How Beer is Processed

May 23, 2018

By IFT Staff

Summer is almost upon us, and with it comes cookouts, picnics and, oftentimes, a tall, cold beer.

It's is the oldest and most widely-consumed alcoholic beverage in the world, with origins tracing back to the early Neolithic Era, or 9500 BC. During the construction of the Great Pyramids, Egyptian workers were paid four to five liters of beer a day for both refreshment and nourishment. Around 3000 BC, beer spread throughout Europe. Early European beers contained fruit, honey, spices, and even narcotic herbs. Hops were finally introduced in the year 822 AD.

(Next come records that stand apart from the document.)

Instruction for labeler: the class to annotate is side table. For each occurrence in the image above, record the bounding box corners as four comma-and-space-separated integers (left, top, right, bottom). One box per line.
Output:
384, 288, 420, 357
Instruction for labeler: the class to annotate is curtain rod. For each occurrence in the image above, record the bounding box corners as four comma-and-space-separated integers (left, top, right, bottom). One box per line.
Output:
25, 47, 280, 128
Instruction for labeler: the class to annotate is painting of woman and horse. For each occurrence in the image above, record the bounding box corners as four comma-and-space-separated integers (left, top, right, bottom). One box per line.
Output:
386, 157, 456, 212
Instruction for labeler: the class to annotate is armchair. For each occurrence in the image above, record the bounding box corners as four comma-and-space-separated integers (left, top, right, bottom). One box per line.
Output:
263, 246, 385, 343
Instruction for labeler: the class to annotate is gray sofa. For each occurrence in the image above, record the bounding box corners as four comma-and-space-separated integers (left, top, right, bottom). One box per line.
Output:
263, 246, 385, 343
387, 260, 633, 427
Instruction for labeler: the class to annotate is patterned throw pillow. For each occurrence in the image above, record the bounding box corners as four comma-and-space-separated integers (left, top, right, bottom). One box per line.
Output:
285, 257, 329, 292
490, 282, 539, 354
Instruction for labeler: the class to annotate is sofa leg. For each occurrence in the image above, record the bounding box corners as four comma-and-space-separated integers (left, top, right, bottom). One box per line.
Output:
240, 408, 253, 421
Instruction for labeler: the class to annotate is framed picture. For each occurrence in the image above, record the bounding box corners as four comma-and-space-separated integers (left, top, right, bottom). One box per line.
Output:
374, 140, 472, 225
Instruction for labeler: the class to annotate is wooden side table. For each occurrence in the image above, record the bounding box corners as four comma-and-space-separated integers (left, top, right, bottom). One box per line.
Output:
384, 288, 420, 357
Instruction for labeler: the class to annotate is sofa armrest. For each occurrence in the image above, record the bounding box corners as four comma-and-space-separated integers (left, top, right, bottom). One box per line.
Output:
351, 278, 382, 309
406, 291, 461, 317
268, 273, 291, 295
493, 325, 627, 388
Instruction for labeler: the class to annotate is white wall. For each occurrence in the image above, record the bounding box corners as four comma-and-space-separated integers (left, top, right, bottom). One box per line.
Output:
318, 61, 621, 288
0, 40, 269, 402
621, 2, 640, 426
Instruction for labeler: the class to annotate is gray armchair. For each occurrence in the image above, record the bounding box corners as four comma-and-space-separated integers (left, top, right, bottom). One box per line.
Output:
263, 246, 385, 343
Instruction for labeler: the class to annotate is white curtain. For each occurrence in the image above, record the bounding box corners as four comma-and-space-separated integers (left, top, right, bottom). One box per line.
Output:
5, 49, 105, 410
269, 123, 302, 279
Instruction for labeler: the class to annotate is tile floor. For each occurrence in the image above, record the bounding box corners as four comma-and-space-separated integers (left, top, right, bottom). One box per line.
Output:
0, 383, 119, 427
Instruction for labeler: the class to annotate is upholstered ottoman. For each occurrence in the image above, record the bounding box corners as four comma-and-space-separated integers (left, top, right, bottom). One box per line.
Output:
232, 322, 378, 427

Today, the brewing industry is a global phenomenon. In 2015, the United States was the second-largest producer of beer worldwide, producing about 224 million hectoliters of beer, following China. In 2016, Americans spent more than $107.6 billion on beer, outpacing sales of wine, spirits, and water.

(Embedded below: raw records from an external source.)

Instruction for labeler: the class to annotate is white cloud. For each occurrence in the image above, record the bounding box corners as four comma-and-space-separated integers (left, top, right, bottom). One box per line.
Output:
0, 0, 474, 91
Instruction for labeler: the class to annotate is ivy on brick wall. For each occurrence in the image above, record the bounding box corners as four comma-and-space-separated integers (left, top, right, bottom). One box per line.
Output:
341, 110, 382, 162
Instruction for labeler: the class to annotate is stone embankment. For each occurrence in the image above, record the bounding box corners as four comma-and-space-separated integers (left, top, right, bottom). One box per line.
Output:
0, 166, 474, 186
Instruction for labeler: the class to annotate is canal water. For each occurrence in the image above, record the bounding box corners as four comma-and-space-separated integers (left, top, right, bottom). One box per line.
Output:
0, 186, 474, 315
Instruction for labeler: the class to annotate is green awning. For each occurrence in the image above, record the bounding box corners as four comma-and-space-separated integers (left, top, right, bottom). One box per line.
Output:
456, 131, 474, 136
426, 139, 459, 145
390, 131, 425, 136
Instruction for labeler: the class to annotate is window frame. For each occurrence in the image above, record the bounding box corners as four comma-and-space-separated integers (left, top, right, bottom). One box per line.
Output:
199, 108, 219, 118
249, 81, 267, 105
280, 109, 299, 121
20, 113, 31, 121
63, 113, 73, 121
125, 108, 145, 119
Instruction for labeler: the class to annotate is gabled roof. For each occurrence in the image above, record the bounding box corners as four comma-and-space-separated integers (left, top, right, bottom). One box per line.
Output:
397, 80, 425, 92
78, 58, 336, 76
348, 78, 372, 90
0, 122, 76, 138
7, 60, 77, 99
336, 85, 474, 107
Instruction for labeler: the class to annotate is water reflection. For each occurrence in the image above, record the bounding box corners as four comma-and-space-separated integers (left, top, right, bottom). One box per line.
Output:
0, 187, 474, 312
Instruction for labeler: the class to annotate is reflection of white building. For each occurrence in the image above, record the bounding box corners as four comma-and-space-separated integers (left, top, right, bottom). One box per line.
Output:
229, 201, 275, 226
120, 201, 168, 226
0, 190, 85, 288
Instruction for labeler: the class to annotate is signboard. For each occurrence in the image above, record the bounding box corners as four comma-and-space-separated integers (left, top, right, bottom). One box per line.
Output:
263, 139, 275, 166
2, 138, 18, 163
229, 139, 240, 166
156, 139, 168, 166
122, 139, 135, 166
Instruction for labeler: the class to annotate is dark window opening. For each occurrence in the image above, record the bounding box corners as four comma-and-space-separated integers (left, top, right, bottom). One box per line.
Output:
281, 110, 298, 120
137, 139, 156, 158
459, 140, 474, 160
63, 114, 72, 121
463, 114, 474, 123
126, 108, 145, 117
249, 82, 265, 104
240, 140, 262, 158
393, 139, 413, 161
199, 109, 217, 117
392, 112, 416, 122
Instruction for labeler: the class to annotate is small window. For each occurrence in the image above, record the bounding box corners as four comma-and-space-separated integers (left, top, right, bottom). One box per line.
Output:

In recent years, the greatest increases in beer sales have come from the craft beer category, which increased 10% from 2015 to 2016—well ahead of the overall beer category, which increased only 1.3% - 3.5%.

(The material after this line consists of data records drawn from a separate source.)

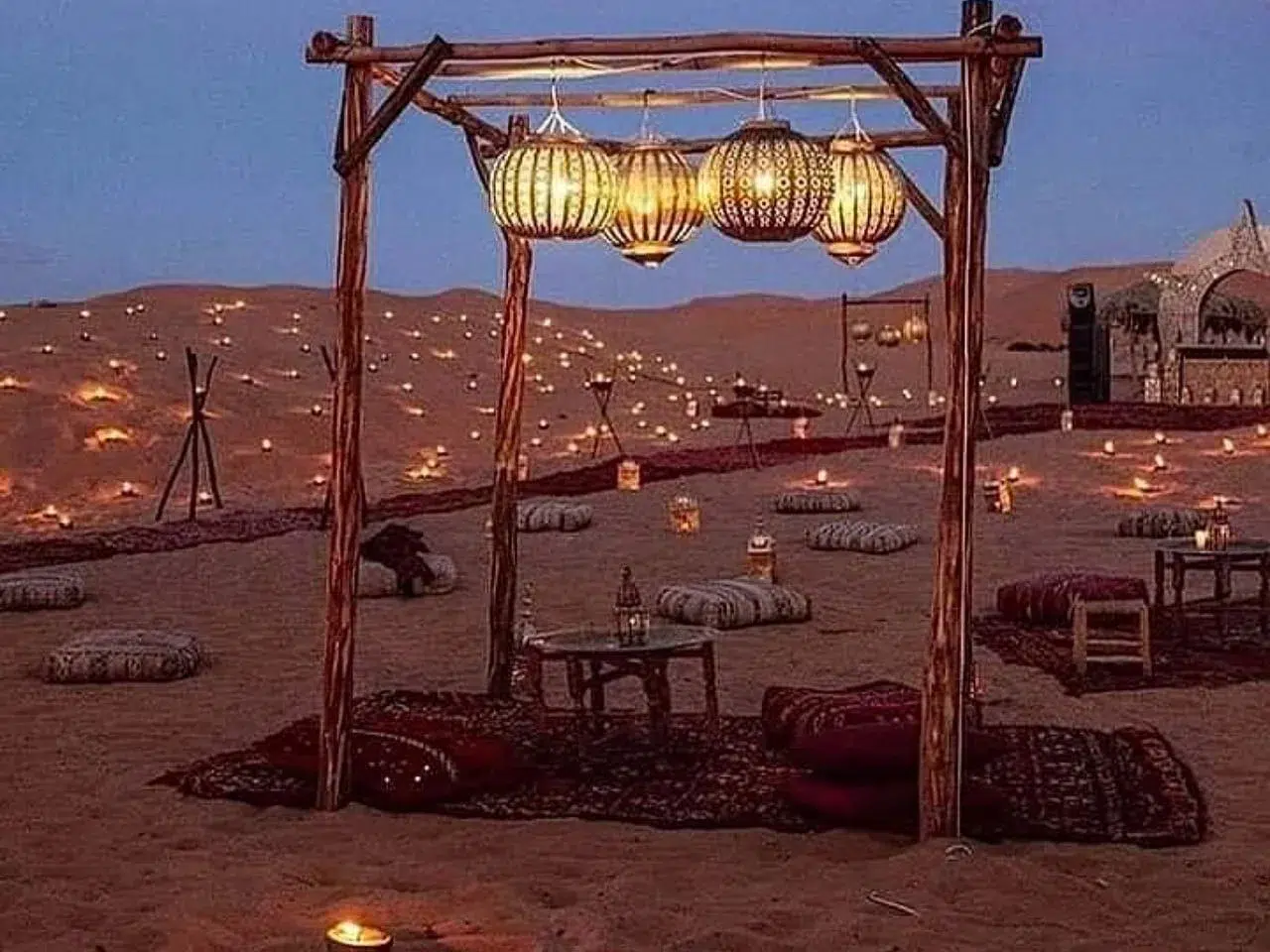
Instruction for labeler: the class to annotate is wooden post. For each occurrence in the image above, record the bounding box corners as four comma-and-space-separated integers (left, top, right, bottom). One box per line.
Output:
918, 0, 992, 839
485, 115, 534, 698
317, 17, 375, 810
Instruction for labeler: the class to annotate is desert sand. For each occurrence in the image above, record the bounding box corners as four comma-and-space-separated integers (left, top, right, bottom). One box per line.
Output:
0, 431, 1270, 952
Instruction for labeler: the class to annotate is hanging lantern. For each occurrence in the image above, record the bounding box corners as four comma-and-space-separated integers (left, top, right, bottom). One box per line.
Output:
603, 135, 704, 268
698, 118, 833, 241
816, 130, 907, 266
901, 313, 931, 344
489, 100, 617, 241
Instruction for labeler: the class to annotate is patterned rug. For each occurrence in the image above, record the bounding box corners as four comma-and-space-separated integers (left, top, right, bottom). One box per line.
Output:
153, 690, 1206, 847
974, 616, 1270, 695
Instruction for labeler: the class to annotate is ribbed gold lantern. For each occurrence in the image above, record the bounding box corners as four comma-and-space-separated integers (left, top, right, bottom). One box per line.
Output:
698, 118, 833, 241
603, 137, 704, 268
489, 109, 617, 241
816, 135, 908, 266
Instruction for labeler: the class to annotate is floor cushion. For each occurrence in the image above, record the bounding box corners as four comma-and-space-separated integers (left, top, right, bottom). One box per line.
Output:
0, 572, 83, 612
761, 680, 922, 749
790, 721, 1008, 783
1115, 508, 1207, 538
772, 491, 860, 513
997, 571, 1148, 627
807, 522, 917, 554
516, 499, 593, 532
44, 630, 205, 684
784, 775, 1008, 835
258, 716, 527, 812
657, 579, 812, 630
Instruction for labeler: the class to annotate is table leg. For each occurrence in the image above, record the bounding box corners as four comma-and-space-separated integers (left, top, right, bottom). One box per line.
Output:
640, 657, 671, 744
701, 645, 721, 740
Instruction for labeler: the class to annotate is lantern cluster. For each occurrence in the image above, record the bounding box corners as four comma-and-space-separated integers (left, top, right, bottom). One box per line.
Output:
489, 95, 925, 269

As for consumption, Americans drank an average of 27 gallons of beer per capita in 2013, with 6% percent of U.S. adults consuming beer every day. Before you crack open your next cold one, find out how your favorite beer is made in our slideshow: 


  • Malting and Milling

    Step 1: Malting and Milling

    Creates the color and flavor of the beer and pulls out the starches for fermentation.

  • Mashing and Lautering

    Step 2: Mashing and Lautering

    Converts the starches into sugars and removes the wort from spent grains. 

  • Boiling

    Step 3: Boiling

    Hops are added into the boiling wort to create bitterness.

  • Fermenting

    Step 4: Fermenting

    Yeast is added to eat up the sugars and create the all-important alcohol.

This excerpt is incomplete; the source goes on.